Leon Seals

No. 96, 97
- Position: Defensive end

Personal information
- Born: January 30, 1964 (age 62) New Orleans, Louisiana, U.S.
- Listed height: 6 ft 5 in (1.96 m)
- Listed weight: 265 lb (120 kg)

Career information
- High school: Scotlandville (Baton Rouge, Louisiana)
- College: Jackson State
- NFL draft: 1987 (4th round, 109th overall pick)

Career history
- Buffalo Bills (1987–1991); Philadelphia Eagles (1992); New England Patriots (1993)*;
- * Offseason or practice squad member only

Career NFL statistics
- Sacks: 14.5
- Fumble recoveries: 6
- Touchdowns: 1
- Stats at Pro Football Reference

= Leon Seals =

American football player (born 1964)

Leon Seals Jr. (born January 30, 1964) is an American former professional football player who was a defensive end in the National Football League (NFL).

Seals played college football for the Jackson State Tigers in Jackson, Mississippi, earning the nickname "Dr.

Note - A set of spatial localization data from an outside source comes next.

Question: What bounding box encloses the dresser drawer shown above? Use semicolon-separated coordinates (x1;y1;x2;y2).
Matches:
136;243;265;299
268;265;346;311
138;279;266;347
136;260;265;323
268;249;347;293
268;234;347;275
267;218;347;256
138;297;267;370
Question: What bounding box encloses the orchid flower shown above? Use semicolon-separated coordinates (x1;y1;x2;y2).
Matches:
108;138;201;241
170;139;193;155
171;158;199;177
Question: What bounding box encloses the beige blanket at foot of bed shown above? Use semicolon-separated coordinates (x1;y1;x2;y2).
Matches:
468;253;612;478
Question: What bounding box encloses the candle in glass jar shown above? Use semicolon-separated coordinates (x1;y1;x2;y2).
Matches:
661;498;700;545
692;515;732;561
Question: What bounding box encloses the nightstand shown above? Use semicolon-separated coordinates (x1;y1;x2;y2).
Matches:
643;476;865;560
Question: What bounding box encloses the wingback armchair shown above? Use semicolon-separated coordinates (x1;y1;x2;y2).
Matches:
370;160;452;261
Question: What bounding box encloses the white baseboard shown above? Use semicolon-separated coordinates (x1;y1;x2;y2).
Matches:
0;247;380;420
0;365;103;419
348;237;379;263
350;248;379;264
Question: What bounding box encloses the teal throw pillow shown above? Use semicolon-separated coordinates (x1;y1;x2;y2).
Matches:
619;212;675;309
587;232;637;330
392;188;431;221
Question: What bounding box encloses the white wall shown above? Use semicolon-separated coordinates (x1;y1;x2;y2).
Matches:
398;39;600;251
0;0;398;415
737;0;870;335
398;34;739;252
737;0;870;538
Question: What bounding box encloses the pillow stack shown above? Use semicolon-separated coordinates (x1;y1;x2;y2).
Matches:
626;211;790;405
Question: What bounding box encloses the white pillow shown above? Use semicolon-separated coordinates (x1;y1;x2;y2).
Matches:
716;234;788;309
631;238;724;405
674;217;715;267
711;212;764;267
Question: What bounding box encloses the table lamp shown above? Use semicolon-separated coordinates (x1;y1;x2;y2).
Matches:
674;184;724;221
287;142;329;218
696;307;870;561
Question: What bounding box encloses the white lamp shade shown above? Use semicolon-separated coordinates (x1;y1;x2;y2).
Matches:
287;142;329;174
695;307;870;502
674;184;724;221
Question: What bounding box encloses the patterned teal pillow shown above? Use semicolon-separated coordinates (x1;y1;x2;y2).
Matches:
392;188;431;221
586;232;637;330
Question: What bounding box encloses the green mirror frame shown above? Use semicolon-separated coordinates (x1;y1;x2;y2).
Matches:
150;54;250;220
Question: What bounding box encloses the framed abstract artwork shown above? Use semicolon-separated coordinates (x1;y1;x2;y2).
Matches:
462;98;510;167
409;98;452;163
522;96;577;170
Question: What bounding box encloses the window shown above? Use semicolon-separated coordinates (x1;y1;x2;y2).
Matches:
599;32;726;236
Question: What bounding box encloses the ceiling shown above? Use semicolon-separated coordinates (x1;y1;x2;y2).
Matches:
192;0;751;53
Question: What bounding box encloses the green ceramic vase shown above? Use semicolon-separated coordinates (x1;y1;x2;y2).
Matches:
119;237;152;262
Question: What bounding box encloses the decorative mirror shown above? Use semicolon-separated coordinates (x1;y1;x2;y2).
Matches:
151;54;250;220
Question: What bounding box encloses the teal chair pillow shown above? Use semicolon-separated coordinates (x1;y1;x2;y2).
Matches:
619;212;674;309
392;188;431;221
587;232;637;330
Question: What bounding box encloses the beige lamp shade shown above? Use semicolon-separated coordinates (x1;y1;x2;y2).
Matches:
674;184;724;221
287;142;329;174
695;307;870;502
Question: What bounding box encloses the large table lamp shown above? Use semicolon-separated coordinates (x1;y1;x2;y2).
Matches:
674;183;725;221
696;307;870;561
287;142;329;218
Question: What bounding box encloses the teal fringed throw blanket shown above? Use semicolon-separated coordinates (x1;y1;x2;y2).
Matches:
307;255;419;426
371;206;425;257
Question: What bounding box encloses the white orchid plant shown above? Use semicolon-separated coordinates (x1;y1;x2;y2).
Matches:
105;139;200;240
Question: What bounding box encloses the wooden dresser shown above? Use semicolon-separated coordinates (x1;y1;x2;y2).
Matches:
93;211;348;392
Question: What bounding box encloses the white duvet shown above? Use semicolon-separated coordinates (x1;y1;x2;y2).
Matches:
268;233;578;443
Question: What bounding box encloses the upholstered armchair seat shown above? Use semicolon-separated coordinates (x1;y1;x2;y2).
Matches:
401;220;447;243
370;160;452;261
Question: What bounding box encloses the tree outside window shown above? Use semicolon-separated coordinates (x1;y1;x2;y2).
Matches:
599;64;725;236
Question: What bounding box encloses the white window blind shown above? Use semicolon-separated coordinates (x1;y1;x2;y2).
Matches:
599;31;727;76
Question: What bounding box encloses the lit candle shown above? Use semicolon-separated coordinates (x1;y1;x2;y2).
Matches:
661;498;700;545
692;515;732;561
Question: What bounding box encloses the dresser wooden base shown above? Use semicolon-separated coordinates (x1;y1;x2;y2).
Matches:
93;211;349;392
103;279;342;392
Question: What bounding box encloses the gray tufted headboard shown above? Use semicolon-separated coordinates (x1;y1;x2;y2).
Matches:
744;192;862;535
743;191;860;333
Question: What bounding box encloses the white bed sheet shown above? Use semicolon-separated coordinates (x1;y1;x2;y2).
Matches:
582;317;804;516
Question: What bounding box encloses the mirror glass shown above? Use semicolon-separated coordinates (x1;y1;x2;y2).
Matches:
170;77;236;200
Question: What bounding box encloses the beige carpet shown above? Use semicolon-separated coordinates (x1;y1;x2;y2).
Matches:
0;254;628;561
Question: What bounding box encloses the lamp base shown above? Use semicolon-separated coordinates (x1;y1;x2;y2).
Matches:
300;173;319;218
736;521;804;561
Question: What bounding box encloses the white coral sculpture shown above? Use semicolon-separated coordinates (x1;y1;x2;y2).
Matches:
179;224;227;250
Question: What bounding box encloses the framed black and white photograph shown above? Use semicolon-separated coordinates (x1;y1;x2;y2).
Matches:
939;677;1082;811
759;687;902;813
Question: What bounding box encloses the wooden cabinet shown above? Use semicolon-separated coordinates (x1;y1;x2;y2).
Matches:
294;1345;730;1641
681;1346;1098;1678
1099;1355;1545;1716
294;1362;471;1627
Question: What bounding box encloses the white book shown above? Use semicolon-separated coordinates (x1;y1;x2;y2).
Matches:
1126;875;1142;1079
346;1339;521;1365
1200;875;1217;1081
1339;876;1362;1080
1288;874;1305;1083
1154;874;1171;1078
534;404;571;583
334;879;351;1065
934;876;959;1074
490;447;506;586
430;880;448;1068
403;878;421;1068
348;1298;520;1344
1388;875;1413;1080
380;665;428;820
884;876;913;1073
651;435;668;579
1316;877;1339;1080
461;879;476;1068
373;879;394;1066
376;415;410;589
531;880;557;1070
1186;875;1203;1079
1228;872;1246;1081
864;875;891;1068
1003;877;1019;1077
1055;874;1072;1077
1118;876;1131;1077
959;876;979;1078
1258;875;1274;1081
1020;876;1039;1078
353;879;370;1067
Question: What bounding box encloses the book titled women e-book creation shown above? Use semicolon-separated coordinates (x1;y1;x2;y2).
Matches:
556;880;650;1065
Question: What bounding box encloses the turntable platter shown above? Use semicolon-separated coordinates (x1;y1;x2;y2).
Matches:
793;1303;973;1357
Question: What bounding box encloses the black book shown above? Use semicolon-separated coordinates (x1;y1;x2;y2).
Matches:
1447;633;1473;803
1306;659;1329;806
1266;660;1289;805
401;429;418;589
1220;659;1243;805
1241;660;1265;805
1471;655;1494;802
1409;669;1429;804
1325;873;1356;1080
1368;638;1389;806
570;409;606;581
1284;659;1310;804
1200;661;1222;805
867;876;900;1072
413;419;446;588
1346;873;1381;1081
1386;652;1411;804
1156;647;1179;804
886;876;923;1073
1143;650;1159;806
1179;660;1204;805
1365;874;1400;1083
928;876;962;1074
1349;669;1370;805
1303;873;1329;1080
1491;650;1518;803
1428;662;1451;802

Sack", and joined the Buffalo Bills after the 1987 NFL draft as a fourth round draft choice (number 109 overall). He played with the Buffalo Bills from 1987 until 1991. He started at defensive end in Super Bowl XXV and XXVI. He retired after the 1992 season with the Philadelphia Eagles.

Seals currently lives in Clinton, Mississippi. He has served as a member of the Hinds County Sheriff's Department.